Owaisi alleged that "since its founding, the BJP has run on a majoritarian Hindu nationalist plank that seeks to turn India from a secular constitutional republic to a Hindu rashtra or a Hindu state. Hindutva is rabidly anti-Muslim and the BJP has repeatedly mobilized public opinion against Muslim citizens."
Owaisi was echoing allegations that Pakistan's Islamist Prime Minister Imran Khan has often made, including at ISNA's 2019 convention. Khan claimed that the BJP's ideological arm, the Rashtriya Swayamsevak Sangh (RSS) was inspired by fascist dictators Hitler and Mussolini and believed in the "racial supremacy of the Hindu civilization" and the "ethnic cleansing of Muslims from India." This when the population of Muslims in India is nearing 200 million, while Hindus and Christians have almost disappeared from Pakistan, without even a hint of protest from Islamists and their backers.

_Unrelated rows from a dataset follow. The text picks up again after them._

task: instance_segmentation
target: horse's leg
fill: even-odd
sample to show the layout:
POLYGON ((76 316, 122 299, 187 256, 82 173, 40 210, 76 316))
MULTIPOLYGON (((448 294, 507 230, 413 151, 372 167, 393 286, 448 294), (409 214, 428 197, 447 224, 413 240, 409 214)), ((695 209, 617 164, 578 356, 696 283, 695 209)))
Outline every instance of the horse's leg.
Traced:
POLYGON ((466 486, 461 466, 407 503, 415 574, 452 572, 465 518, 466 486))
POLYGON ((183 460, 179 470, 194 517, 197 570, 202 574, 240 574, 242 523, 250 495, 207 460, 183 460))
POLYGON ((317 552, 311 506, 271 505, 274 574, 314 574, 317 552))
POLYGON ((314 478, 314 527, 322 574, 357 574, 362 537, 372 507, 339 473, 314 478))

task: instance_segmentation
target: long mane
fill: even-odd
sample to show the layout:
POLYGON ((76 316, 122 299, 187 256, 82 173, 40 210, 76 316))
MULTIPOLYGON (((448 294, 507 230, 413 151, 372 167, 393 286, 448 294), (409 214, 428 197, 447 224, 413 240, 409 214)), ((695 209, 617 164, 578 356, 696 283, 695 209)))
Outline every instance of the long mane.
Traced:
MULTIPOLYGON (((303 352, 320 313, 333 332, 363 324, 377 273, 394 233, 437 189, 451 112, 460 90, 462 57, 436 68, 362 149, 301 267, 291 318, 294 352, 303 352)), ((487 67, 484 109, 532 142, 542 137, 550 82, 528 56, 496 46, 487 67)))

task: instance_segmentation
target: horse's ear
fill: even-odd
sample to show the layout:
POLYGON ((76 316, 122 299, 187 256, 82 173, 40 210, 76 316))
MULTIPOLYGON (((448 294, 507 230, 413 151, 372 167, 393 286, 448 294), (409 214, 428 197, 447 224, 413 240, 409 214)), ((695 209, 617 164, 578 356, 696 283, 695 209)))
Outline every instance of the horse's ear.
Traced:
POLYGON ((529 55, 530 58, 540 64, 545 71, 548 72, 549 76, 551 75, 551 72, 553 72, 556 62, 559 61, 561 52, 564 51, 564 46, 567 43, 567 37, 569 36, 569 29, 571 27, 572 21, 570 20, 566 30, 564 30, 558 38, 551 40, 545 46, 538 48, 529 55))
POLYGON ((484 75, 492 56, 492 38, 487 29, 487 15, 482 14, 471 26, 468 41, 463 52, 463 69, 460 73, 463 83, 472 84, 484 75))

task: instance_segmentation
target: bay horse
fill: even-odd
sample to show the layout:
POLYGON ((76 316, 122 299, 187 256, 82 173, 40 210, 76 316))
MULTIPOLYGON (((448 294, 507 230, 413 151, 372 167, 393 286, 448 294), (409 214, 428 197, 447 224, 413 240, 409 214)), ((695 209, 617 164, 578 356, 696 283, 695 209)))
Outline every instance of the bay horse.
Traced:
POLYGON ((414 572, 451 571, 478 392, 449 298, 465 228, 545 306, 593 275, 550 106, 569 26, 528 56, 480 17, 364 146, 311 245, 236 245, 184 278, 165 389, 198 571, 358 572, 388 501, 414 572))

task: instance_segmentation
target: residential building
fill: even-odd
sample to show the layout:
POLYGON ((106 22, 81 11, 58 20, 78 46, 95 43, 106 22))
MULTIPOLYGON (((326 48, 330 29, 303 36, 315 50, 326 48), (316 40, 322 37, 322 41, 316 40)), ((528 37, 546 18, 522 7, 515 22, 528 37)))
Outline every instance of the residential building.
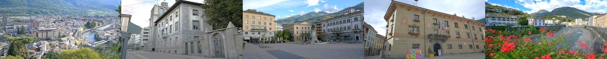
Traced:
POLYGON ((364 11, 354 8, 339 11, 341 14, 320 21, 322 32, 327 34, 323 39, 337 42, 362 43, 365 27, 363 19, 364 11))
POLYGON ((392 1, 384 14, 387 22, 382 57, 405 58, 407 50, 429 55, 482 52, 484 24, 449 14, 392 1), (438 24, 440 23, 440 24, 438 24), (428 48, 436 52, 429 55, 428 48))
POLYGON ((558 25, 556 20, 554 19, 547 19, 546 20, 546 26, 555 26, 558 25))
POLYGON ((291 36, 289 41, 303 41, 310 39, 310 34, 312 33, 312 23, 306 21, 299 20, 285 27, 285 29, 289 30, 291 36))
MULTIPOLYGON (((259 42, 260 39, 274 37, 276 32, 274 15, 248 9, 242 11, 243 37, 247 42, 259 42)), ((276 39, 271 39, 276 40, 276 39)))
POLYGON ((38 39, 46 40, 59 36, 59 30, 57 28, 44 28, 39 29, 36 32, 38 39))
POLYGON ((120 22, 121 25, 122 25, 122 26, 120 26, 120 31, 127 31, 127 29, 128 29, 128 28, 129 28, 129 22, 131 22, 131 16, 131 16, 130 14, 120 14, 120 17, 122 17, 122 18, 120 18, 121 19, 120 21, 122 22, 120 22))
POLYGON ((151 22, 149 23, 149 26, 148 27, 149 27, 150 30, 152 30, 150 31, 150 34, 152 35, 150 35, 150 37, 148 37, 148 39, 149 39, 149 40, 148 40, 147 43, 144 44, 145 46, 145 46, 144 48, 146 49, 143 49, 144 51, 157 52, 157 50, 156 50, 156 43, 158 42, 156 42, 156 40, 158 40, 160 39, 160 38, 157 38, 157 37, 160 36, 161 33, 160 33, 160 31, 161 31, 161 30, 157 30, 159 29, 157 27, 154 28, 155 27, 154 25, 155 23, 152 22, 156 21, 156 20, 158 19, 158 17, 160 17, 160 16, 164 13, 163 12, 164 12, 165 10, 168 10, 169 9, 168 4, 169 3, 167 3, 166 2, 161 2, 160 4, 154 4, 154 7, 152 7, 152 11, 150 11, 151 17, 149 19, 148 19, 148 20, 149 20, 149 22, 151 22))
POLYGON ((597 25, 595 26, 603 27, 603 28, 607 27, 607 21, 605 21, 606 20, 607 20, 607 16, 606 15, 607 15, 607 13, 603 14, 601 16, 597 16, 597 17, 595 17, 594 19, 594 20, 596 20, 597 22, 595 23, 597 25))
POLYGON ((501 9, 495 8, 495 9, 493 9, 493 11, 501 13, 501 9))
POLYGON ((539 17, 527 17, 527 20, 529 20, 529 25, 533 26, 546 26, 546 19, 540 19, 539 17))
POLYGON ((378 31, 375 31, 371 25, 364 23, 364 25, 365 28, 365 36, 364 36, 364 42, 365 42, 365 56, 373 56, 373 48, 375 46, 375 34, 378 34, 378 31))
MULTIPOLYGON (((166 3, 162 2, 161 5, 166 3)), ((150 26, 151 38, 155 42, 154 52, 209 58, 242 58, 243 38, 232 22, 227 28, 213 30, 205 22, 205 8, 202 3, 176 0, 150 26), (154 37, 154 38, 152 38, 154 37)), ((154 19, 152 17, 151 19, 154 19)), ((149 44, 150 43, 148 43, 149 44)))
POLYGON ((384 49, 384 41, 385 40, 385 37, 379 34, 375 34, 375 45, 373 45, 373 51, 371 52, 371 55, 379 55, 381 54, 382 49, 384 49))
POLYGON ((521 16, 487 14, 485 18, 487 22, 485 26, 505 26, 507 25, 518 25, 518 20, 521 16))
POLYGON ((588 19, 589 19, 588 20, 588 26, 597 26, 597 24, 596 24, 597 20, 595 20, 594 18, 596 18, 597 17, 599 17, 599 16, 601 16, 602 14, 594 14, 592 16, 590 16, 590 17, 588 17, 588 19))

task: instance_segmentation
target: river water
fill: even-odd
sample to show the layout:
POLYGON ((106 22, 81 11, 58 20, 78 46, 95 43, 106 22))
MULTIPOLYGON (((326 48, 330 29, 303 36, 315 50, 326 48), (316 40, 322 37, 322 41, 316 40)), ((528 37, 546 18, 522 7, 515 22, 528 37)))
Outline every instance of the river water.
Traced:
MULTIPOLYGON (((97 28, 97 30, 103 30, 103 29, 106 29, 107 27, 110 27, 110 26, 111 26, 112 25, 114 25, 114 24, 109 24, 109 25, 104 26, 103 27, 97 28)), ((96 31, 96 30, 92 30, 90 32, 89 32, 89 33, 87 33, 86 34, 84 34, 84 39, 89 39, 89 42, 90 42, 90 43, 97 42, 97 40, 95 40, 95 37, 93 37, 93 36, 95 36, 95 34, 96 34, 97 33, 97 32, 99 32, 99 31, 96 31)))

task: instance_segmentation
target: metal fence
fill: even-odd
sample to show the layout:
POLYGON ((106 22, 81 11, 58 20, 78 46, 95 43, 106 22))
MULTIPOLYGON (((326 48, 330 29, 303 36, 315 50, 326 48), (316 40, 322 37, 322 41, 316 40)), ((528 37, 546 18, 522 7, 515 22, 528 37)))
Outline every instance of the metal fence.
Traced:
MULTIPOLYGON (((506 29, 507 29, 508 31, 510 31, 512 29, 515 29, 515 28, 517 28, 517 29, 523 29, 523 28, 527 28, 528 27, 528 26, 515 26, 515 27, 513 27, 513 26, 485 26, 485 29, 489 29, 489 28, 491 28, 492 27, 495 27, 495 26, 506 26, 506 29)), ((565 26, 566 26, 566 25, 534 26, 534 27, 535 27, 535 28, 548 28, 565 27, 565 26)))

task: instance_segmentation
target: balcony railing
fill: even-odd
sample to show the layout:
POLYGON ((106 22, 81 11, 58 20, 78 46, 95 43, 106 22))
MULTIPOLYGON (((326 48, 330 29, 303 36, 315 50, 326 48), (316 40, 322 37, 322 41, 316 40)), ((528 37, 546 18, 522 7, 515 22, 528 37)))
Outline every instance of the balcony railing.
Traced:
POLYGON ((443 43, 447 42, 447 39, 448 36, 447 35, 437 34, 428 34, 428 38, 430 39, 430 42, 432 42, 432 39, 437 39, 443 40, 443 43))

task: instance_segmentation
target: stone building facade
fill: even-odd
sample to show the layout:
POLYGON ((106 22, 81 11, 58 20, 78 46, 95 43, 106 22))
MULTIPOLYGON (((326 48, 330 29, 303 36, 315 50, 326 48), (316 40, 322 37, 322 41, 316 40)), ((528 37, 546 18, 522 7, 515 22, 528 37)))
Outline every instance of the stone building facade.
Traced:
MULTIPOLYGON (((484 51, 484 23, 392 1, 384 19, 387 22, 387 40, 384 43, 382 57, 386 59, 405 58, 407 50, 421 51, 429 56, 449 55, 484 51), (441 24, 438 24, 438 23, 441 24)), ((416 53, 418 54, 418 53, 416 53)))
MULTIPOLYGON (((242 58, 242 34, 230 22, 228 28, 212 30, 205 22, 201 3, 177 0, 152 21, 154 52, 209 58, 242 58), (154 34, 155 33, 155 34, 154 34)), ((163 2, 164 3, 164 2, 163 2)), ((150 43, 148 43, 149 44, 150 43)))
POLYGON ((285 30, 289 30, 291 36, 289 38, 290 41, 302 41, 305 39, 310 39, 310 34, 312 33, 312 23, 306 21, 299 20, 295 22, 293 24, 289 25, 285 27, 285 30))
POLYGON ((249 9, 242 11, 242 16, 245 41, 259 42, 259 39, 271 39, 275 36, 277 28, 277 23, 274 20, 274 15, 249 9))
POLYGON ((336 17, 320 21, 322 32, 327 34, 327 37, 322 39, 362 43, 365 29, 364 11, 350 8, 339 13, 341 14, 336 17))

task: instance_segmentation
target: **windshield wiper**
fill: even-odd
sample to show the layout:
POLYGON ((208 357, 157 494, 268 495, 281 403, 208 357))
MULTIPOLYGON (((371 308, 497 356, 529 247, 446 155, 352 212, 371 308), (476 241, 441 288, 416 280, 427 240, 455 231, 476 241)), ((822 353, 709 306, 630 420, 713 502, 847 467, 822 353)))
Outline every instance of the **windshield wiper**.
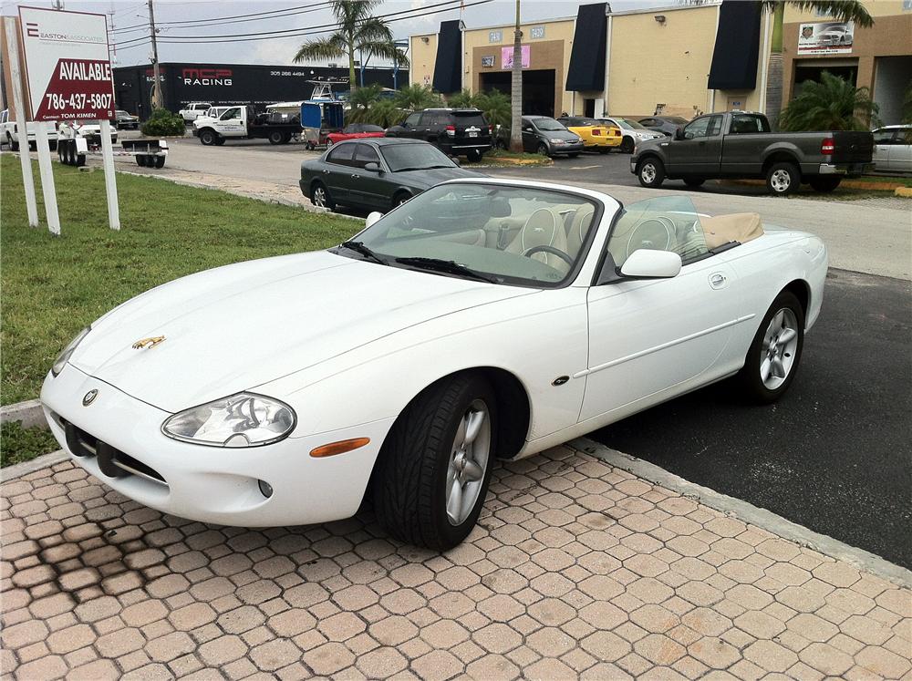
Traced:
POLYGON ((399 264, 409 265, 411 267, 417 267, 420 270, 430 270, 430 272, 440 272, 445 274, 458 274, 460 276, 469 277, 471 279, 477 279, 480 282, 487 282, 488 284, 497 284, 498 280, 488 274, 484 274, 481 272, 475 272, 469 267, 453 260, 440 260, 439 258, 421 258, 421 257, 412 257, 412 258, 396 258, 396 262, 399 264))
POLYGON ((339 244, 342 248, 347 248, 349 251, 354 251, 357 253, 360 253, 367 260, 372 260, 379 264, 389 264, 387 261, 381 258, 379 255, 375 253, 369 248, 364 245, 364 242, 342 242, 339 244))

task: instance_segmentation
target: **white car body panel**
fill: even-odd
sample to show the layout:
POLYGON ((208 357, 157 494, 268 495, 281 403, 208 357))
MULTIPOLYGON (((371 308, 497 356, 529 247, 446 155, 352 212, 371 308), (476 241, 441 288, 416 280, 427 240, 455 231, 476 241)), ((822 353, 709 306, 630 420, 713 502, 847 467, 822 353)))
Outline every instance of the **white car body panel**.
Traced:
POLYGON ((762 236, 687 264, 676 277, 593 286, 619 204, 563 189, 603 207, 589 252, 563 288, 491 284, 329 252, 199 273, 93 325, 63 371, 45 381, 52 430, 68 449, 66 419, 151 466, 167 486, 140 475, 108 478, 91 457, 75 458, 163 511, 246 526, 320 522, 355 512, 389 429, 443 377, 479 367, 512 375, 529 419, 509 454, 530 456, 737 372, 790 283, 806 284, 806 327, 816 320, 827 266, 818 238, 766 226, 762 236), (166 340, 132 348, 153 335, 166 340), (90 390, 98 396, 87 408, 90 390), (241 391, 290 406, 291 434, 225 449, 162 433, 171 414, 241 391), (370 443, 344 455, 308 456, 362 437, 370 443), (258 480, 273 487, 268 499, 258 480))

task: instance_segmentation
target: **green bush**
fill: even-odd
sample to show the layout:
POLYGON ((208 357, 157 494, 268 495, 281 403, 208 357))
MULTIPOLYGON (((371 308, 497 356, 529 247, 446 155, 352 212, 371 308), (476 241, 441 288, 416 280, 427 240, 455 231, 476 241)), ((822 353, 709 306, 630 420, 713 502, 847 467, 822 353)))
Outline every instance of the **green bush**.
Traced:
POLYGON ((148 137, 167 137, 181 135, 187 130, 183 119, 167 108, 156 108, 149 120, 142 124, 142 134, 148 137))

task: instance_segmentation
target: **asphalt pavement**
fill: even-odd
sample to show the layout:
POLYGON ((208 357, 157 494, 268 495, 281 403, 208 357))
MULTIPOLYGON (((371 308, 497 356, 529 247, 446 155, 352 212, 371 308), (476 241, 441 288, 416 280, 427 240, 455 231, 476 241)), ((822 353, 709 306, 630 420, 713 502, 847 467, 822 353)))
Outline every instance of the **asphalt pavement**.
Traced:
POLYGON ((912 569, 910 295, 909 282, 831 270, 778 403, 723 382, 590 437, 912 569))

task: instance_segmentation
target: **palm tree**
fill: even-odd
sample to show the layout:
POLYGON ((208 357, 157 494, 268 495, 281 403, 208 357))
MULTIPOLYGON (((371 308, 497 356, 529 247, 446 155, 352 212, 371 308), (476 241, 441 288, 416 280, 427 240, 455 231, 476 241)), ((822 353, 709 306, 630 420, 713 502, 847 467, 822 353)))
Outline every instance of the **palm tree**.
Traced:
POLYGON ((861 0, 762 0, 772 13, 772 37, 767 57, 766 118, 776 125, 782 108, 782 25, 785 5, 791 5, 802 11, 824 12, 839 21, 854 21, 860 26, 874 26, 861 0))
POLYGON ((807 81, 779 118, 783 130, 867 130, 877 105, 867 88, 855 88, 829 71, 819 83, 807 81))
POLYGON ((326 37, 308 40, 295 55, 295 62, 348 57, 348 85, 355 86, 355 53, 392 59, 400 67, 409 59, 393 43, 389 26, 373 15, 381 0, 333 0, 332 10, 338 29, 326 37))

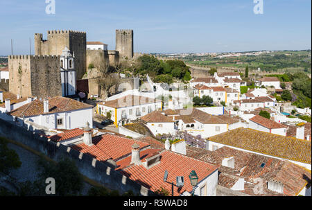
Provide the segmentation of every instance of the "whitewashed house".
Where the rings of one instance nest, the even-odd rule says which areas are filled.
[[[287,127],[260,115],[249,119],[249,128],[286,137]]]
[[[87,50],[107,50],[107,44],[101,42],[87,42]]]
[[[275,101],[270,97],[254,97],[253,99],[241,99],[234,101],[234,106],[241,111],[253,111],[257,108],[274,107]]]
[[[146,125],[150,132],[157,136],[157,134],[175,134],[175,123],[173,120],[162,114],[160,111],[152,112],[142,117],[141,119],[146,123]]]
[[[162,110],[161,100],[135,95],[98,103],[96,106],[97,114],[107,116],[107,113],[110,113],[110,119],[116,127],[125,125],[155,110]]]
[[[281,82],[279,81],[279,78],[275,77],[262,78],[256,82],[256,85],[257,86],[262,86],[262,85],[263,85],[264,87],[273,86],[274,87],[275,87],[275,89],[281,89],[280,83]]]
[[[19,123],[46,129],[74,129],[83,128],[86,121],[93,127],[90,105],[69,98],[55,96],[43,101],[35,100],[8,113]]]

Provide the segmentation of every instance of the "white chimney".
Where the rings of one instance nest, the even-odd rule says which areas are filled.
[[[171,145],[171,151],[182,154],[187,155],[187,143],[184,140],[180,140],[175,143],[173,143]]]
[[[304,123],[297,124],[296,138],[299,139],[304,139]]]
[[[44,100],[44,113],[48,112],[49,112],[49,100],[46,98]]]
[[[3,91],[0,90],[0,103],[3,102]]]
[[[245,179],[239,178],[239,180],[231,188],[232,191],[243,191],[245,190]]]
[[[222,160],[222,166],[234,168],[234,157],[230,157],[227,158],[225,158]]]
[[[11,102],[10,98],[6,99],[6,112],[11,112]]]
[[[27,98],[27,103],[31,103],[31,101],[33,101],[33,97],[28,96]]]
[[[274,192],[277,192],[284,194],[284,184],[283,183],[275,180],[270,180],[268,182],[268,189]]]
[[[83,143],[87,146],[92,146],[92,131],[89,126],[89,122],[87,121],[87,126],[83,129]]]
[[[165,149],[167,150],[170,150],[170,141],[168,139],[165,141]]]
[[[135,165],[139,165],[141,164],[140,159],[140,146],[137,143],[132,145],[130,164],[135,164]]]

Owaisi and Khan are in no position to cast stones, since both have spoken in support of jihad and have often made anti-Semitic statements. Soon after President Donald Trump proclaimed Jerusalem as Israel's capital in December 2017, Owaisi "saluted the brave mothers of Palestinians who have sacrificed not one but lakhs [thousands] of their children for the defence of Bait ul Muqaddas [Jerusalem]."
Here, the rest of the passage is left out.